WELCOME TO THE MACHINE

The First Campaign: Globalization, the Web and the Race for the White House

by Garrett Graff

Farrar, Straus and Giroux

Those worried about the future can relax. A new generation has arrived, armed with the computing expertise to solve the problems that vexed their elders.

Just ask Howard Dean’s former Vermont webmaster and campaign staffer Garrett M. Graff , who knows American success is easily accomplished if only we can move past the crafty campaign consultants, old media types and assorted bugaboos who’ve kept us from the more enlightened world of “The West Wing,” “that seven-year-long celebration of what politics and national discourse could have been.” Oh, and YouTube can help, too.

While Graff concedes that the 2008 election will address the quibbles like Iraq, Iran, North Korea, homeland security and abortion (somehow the economy doesn’t warrant a mention), “every one of these issues . . . pales in comparison to the question [of] what role will America play in a globalized world.”

What this means is predictably vague, but certainly involves the Web. As proof, Graff offers the YouTube video of then-Sen. George Allen calling a volunteer from his opponent’s campaign who was following Allen around with a video camera “macaca,” which may or may not have been a racial slur, in a clip that was seen millions of times, and likely cost Allen his Senate seat.
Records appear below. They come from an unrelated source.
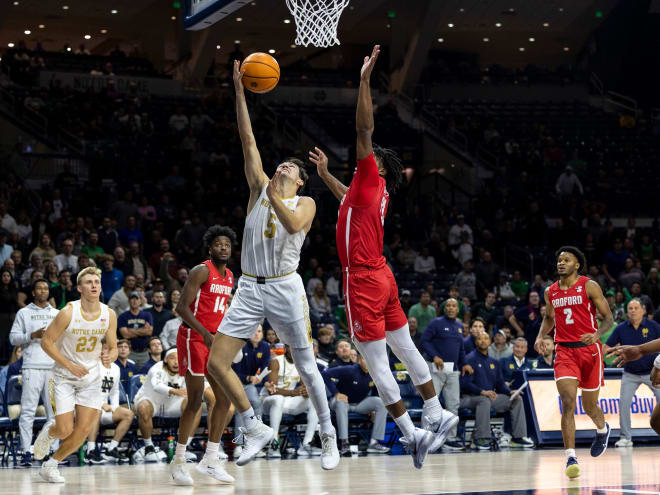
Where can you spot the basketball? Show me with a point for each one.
(262, 72)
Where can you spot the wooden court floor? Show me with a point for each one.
(506, 472)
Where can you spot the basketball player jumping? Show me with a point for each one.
(571, 304)
(73, 340)
(202, 306)
(275, 228)
(375, 317)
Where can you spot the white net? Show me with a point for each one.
(317, 21)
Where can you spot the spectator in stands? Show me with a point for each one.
(546, 361)
(406, 255)
(351, 388)
(615, 261)
(485, 389)
(27, 331)
(136, 326)
(44, 249)
(444, 351)
(487, 272)
(108, 236)
(423, 312)
(63, 291)
(67, 259)
(526, 321)
(155, 349)
(486, 310)
(517, 361)
(119, 301)
(466, 281)
(342, 355)
(326, 338)
(424, 262)
(477, 327)
(500, 348)
(635, 373)
(159, 313)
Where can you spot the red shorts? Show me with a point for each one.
(372, 303)
(192, 351)
(582, 363)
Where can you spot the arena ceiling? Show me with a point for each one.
(495, 29)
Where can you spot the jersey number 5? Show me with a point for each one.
(82, 344)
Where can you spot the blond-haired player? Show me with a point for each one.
(73, 340)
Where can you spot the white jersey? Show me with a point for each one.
(159, 381)
(80, 342)
(268, 249)
(110, 379)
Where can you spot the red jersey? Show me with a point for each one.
(361, 218)
(210, 303)
(575, 313)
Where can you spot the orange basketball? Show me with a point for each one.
(262, 72)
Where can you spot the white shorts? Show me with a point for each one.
(164, 407)
(66, 394)
(281, 300)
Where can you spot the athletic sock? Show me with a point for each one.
(212, 450)
(180, 451)
(432, 409)
(249, 419)
(406, 425)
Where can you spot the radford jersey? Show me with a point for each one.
(268, 249)
(361, 218)
(575, 313)
(80, 342)
(212, 298)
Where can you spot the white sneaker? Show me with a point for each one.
(43, 441)
(179, 473)
(253, 441)
(623, 442)
(418, 446)
(50, 473)
(215, 469)
(329, 451)
(440, 428)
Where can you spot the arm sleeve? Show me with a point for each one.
(19, 335)
(365, 182)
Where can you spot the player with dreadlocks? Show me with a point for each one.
(571, 304)
(204, 300)
(375, 317)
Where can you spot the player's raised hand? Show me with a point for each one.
(318, 158)
(369, 62)
(238, 76)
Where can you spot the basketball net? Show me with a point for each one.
(317, 21)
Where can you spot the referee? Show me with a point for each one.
(636, 330)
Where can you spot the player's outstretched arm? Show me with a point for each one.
(198, 276)
(53, 332)
(547, 324)
(364, 119)
(318, 158)
(254, 171)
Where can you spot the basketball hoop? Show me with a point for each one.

As if that’s not enough, Graff also cites a friend born in Lebanon who “was following the conflict not by reading the foreign dispatches in The New York Times or The Washington Post, but by reading blogs written by ordinary citizens . . . She felt the information was better and the opinions more ‘true’ than anything she could find in the press.”

Case closed.

What’s telling in Graff’s account, if not purposefully so, is his cheerfully entitled sense of his own membership in what he deems the “tech-savvy generation – more diverse, more educated and more interconnected than any before it.”
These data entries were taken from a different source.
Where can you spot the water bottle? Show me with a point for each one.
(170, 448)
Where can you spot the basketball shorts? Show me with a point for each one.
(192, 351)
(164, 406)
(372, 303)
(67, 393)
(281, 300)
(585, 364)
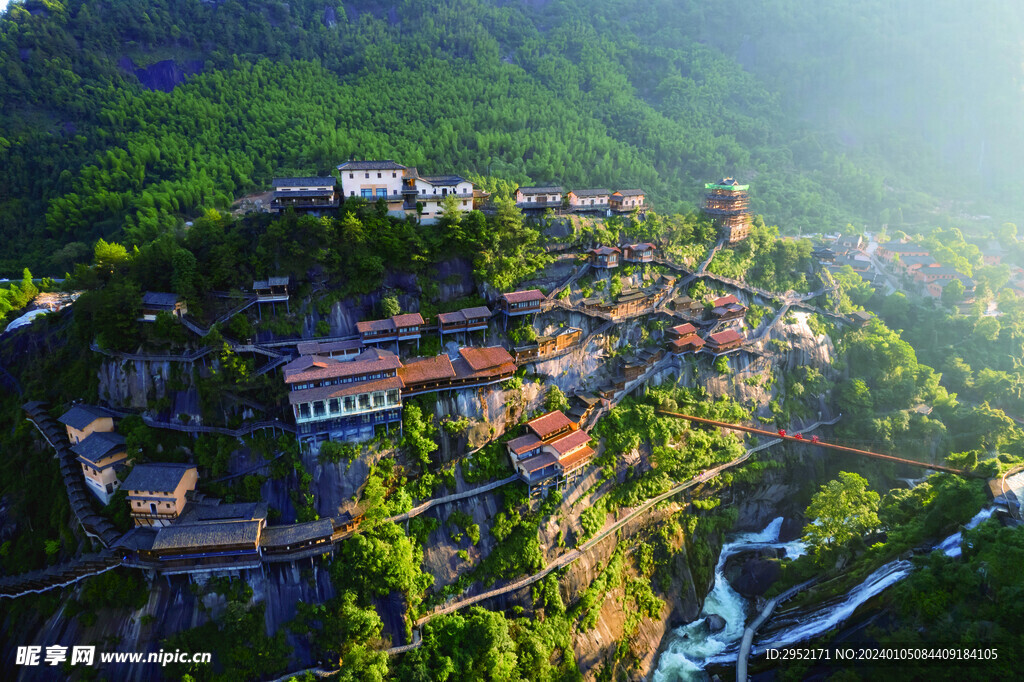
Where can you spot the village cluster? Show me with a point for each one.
(906, 265)
(406, 192)
(344, 389)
This comes across most directly in the section on education, where we receive “the good news . . . that the solutions to the education problems facing the United Sates are readily known and widely accepted.” Knowledge is not one of those solutions: “If a student for some reason needs to know when the Battle of Gettysburg was fought . . . Google knows.” Happily, we already know what we need to: While “66 percent of [D.C. schoolchildren] fail to graduate high school . . . [j]ust across the Potomac River . . . Thomas Jefferson High School in Alexandria, Virginia is a national powerhouse in science education.” From this, he concludes that “The economic future of the United States requires a lot more TJs and a lot fewer of D.C.’s ongoing failures.”

Problem solved.

Mostly, though, Graff seems nostalgic for an imagined past of more simple, honest and personal politics, when Dewey and Truman crisscrossed the country by train, “hearing from ordinary citizens about their hopes and fears,” away from “the vacuous promises, charges, countercharges and veiled negative attacks that make up modern political discourse.”
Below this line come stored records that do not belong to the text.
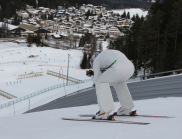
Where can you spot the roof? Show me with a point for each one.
(28, 27)
(10, 27)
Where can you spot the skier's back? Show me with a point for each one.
(117, 69)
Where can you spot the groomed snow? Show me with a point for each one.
(132, 11)
(48, 124)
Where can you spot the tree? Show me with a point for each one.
(124, 14)
(30, 39)
(128, 15)
(83, 63)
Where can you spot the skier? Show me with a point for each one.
(111, 67)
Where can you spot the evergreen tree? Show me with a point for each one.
(83, 64)
(128, 15)
(123, 15)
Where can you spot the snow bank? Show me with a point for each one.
(48, 124)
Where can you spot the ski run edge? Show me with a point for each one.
(108, 121)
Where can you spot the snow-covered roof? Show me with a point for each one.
(10, 27)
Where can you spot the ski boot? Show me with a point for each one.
(103, 116)
(126, 112)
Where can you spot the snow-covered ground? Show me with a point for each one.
(56, 58)
(48, 124)
(132, 11)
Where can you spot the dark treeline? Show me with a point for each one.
(154, 42)
(8, 7)
(112, 4)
Perhaps in the midst of the 600th debate of this cycle (scheduled for some time next week, I think), we’ll actually see the country turn from an industrial one into one set free by this “new world [where] politicians who have spent centuries isolated from direct responsibility are now accountable for almost every word they say anywhere at any time. The digital playing field is a difficult adjustment for a system that doesn’t particularly love actually being held responsible.”

It’s through such inchoate arguments that Graff advocates for “this new world where ordinary people sitting at home in front of their blogs could help take down the Senate majority leader.” But outside of his childish fantasy of achieving a more honest politics through YouTube, most such attacks serve the same coarsening purpose they had for centuries – ginning up a cheap controversy and attendant mob to distract attention from more important issues and ideas.

If Graff is a guide to the future, America is in more trouble than he thinks.